Review of Al Capone

Al Capone (1959)
6/10
It seems like Capone could get away with everything, that is until...
13 May 2020
Warning: Spoilers
Every dog has their day, and a bad dog is going to be put down once it is revealed that they are no good to be out in society. Al Capone managed to rise to the top of the Chicago underworld and control the mob during prohibition. But the legal system has a way of catching crooks, and no matter how long they are getting away with crimes, eventually, they are caught, and this film shows the rise and fall of such a man. There have been several films that have dealt with Capone's life, and several others that had him as a major character, but most people will remember Rod Steiger's intense performance as the poem in this low-budget crime drama that seems a bit too modern to have been truly set during the time when Capone ruled.

In spite of that, it is very interesting to watch, violent and unrelenting in its view of a mad dog let loose in society. Capone knows from the very beginning that there is money to be made in prohibition, and from the very start, violence is his key to moving up the ladder. One man is killed through Capone's machinations, and he actually marries the widow (Faye Spain) who finds out too late what kind of a rotten person he is. Kicked out of Chicago and banished to L.A., Capone organizes the St. Valentine's Day Massacre which puts him in complete charge. Friends who betray him are killed, and yet the law still can't touch him. He has the nerve to recite the constitution even as he is breaking more laws.
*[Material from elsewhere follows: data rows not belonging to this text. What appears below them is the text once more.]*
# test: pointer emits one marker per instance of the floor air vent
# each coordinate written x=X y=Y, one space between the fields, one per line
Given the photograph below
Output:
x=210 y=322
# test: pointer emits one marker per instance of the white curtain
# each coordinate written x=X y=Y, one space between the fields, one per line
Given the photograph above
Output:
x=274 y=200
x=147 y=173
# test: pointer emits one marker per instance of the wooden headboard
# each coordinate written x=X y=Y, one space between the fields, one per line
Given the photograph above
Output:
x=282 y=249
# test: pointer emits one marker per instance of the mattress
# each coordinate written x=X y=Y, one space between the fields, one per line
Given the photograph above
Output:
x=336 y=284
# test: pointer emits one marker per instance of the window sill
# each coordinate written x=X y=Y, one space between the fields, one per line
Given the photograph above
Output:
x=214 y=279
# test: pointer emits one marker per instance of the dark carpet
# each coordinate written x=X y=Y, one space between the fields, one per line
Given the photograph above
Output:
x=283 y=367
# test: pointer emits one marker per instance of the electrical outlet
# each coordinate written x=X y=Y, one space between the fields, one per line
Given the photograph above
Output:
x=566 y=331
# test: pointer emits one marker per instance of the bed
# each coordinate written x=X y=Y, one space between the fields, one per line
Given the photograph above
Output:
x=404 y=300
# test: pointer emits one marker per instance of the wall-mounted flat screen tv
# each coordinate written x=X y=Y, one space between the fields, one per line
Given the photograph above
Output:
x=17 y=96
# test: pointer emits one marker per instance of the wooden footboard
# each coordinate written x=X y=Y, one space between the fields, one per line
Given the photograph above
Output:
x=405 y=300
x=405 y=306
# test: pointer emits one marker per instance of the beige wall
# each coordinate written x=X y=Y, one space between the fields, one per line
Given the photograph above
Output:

how much of this is fact and how much of this is fiction? it would take a lot of research to create a chart of the truth and the falsehoods. But as a film, it is intense, and the performances are riveting. stiver of course, is one of the greatest actors the screen has ever known, and this is perhaps one of his best-known performances. Martin Balsam and James Gregory also deliver excellent performances, one as a friend who finds out too late what it costs when you betray a rabid dog, and the other as the legal eagle who sets out to destroy Capone and finds an ironic way to do so. There's no Eliot Ness here so don't expect a retread of "The Untouchables", but what there is reveals raw intensity at a time when crime was paying. Fortunately, that period was brief for its Mastermind. This film lead the way to other films about famous gangsters of the time, and all of them are quite similar in their structure, seeming more set in their current day than the times they are actually set in.